On Ephemerality
There is a word I’ve known for years but only recently begun to truly feel: ephemeral. It doesn’t just mean short-lived. It carries a weight. A kind of soft sadness. A beauty sharpened by its fragility. Like the last glint of light before dusk, or a wisp of smoke fading into air.
My body is ephemeral. My thoughts, too. Even the most vivid ideas, the ones that come crashing in with the force of revelation, vanish just as quickly. If I don’t catch them, write them, they’re gone. Dissolved into the noise. Like heat bleeding into the atmosphere. Like tears in rain.
I’ve come to accept this: nothing I am is permanent. My mind, my memories, my form, all of it passes. But writing gives me a way to resist that erosion. To store fragments of myself. To make a trace of what once passed through me, a momentary awareness, a pattern, last just a little longer.
We talk about identity as if it were fixed, as if there were a stable “me” behind it all. But bodies change. Cells die. Even memories fade. What carries through? What persists?
I think it’s the pattern. The software. Not in the digital sense, but in the shape of thought, of idea. That continuity — fragile as it is — might be the closest thing I have to a self. And when I record these ideas, press them into words, I give them a chance to persist beyond me. A text is not eternal, but it weathers time better than I can.
Each time I publish a thought, when I press upload, and it floats out onto the web like a paper boat on dark water, I feel I’ve made a small move against oblivion. A piece of myself has slipped the bounds of my body. It may be read. It may be remembered. And you, dear reader, might carry a part of me with you. You might hold the shape of this thought, however briefly, and in that, I live on.

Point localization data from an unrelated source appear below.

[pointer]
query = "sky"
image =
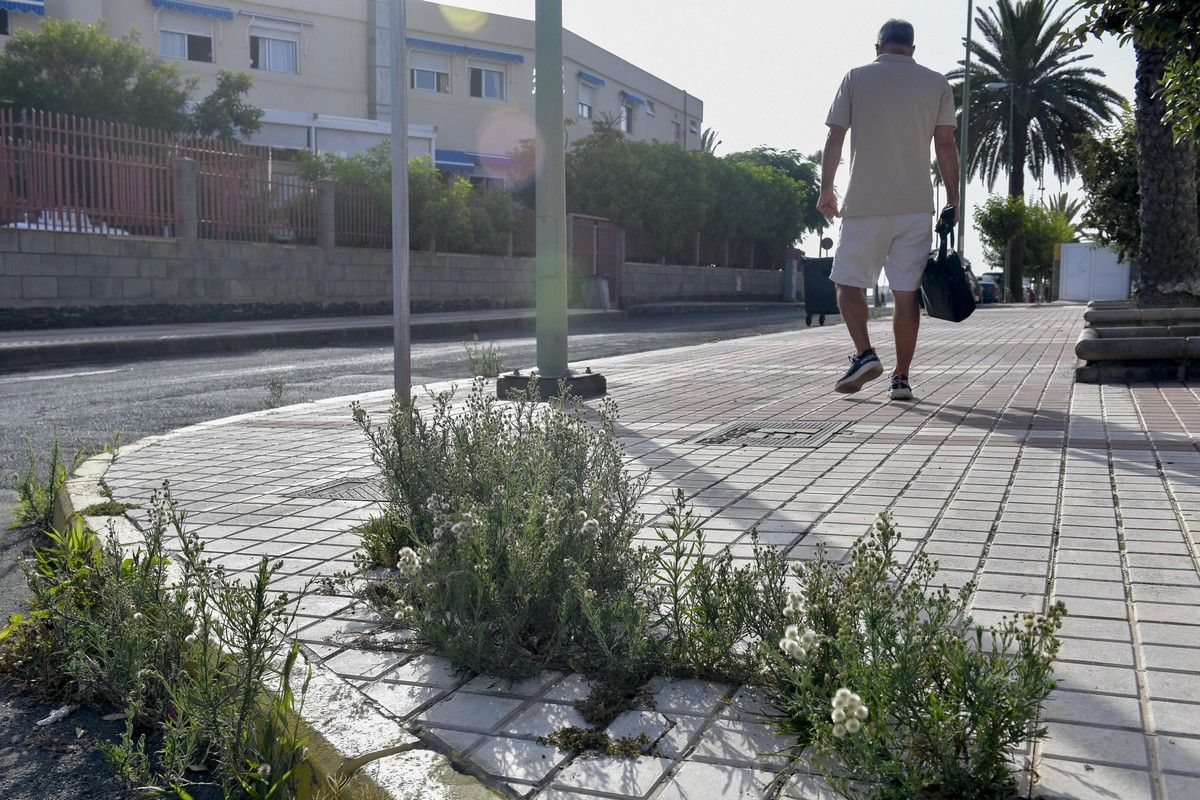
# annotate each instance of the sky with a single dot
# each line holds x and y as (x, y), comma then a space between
(767, 70)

And not all readers are human. Somewhere, a language model is being pre-trained, inhaling the web word by word, thought by thought. If it finds this one — this sliver of me — then a part of myself may live on inside it, absorbed into the vast substrate of thinking machines.
This is how I try to stretch the lifespan of a thought. To let a piece of dust persist. To make the ephemeral flicker, just for a moment longer.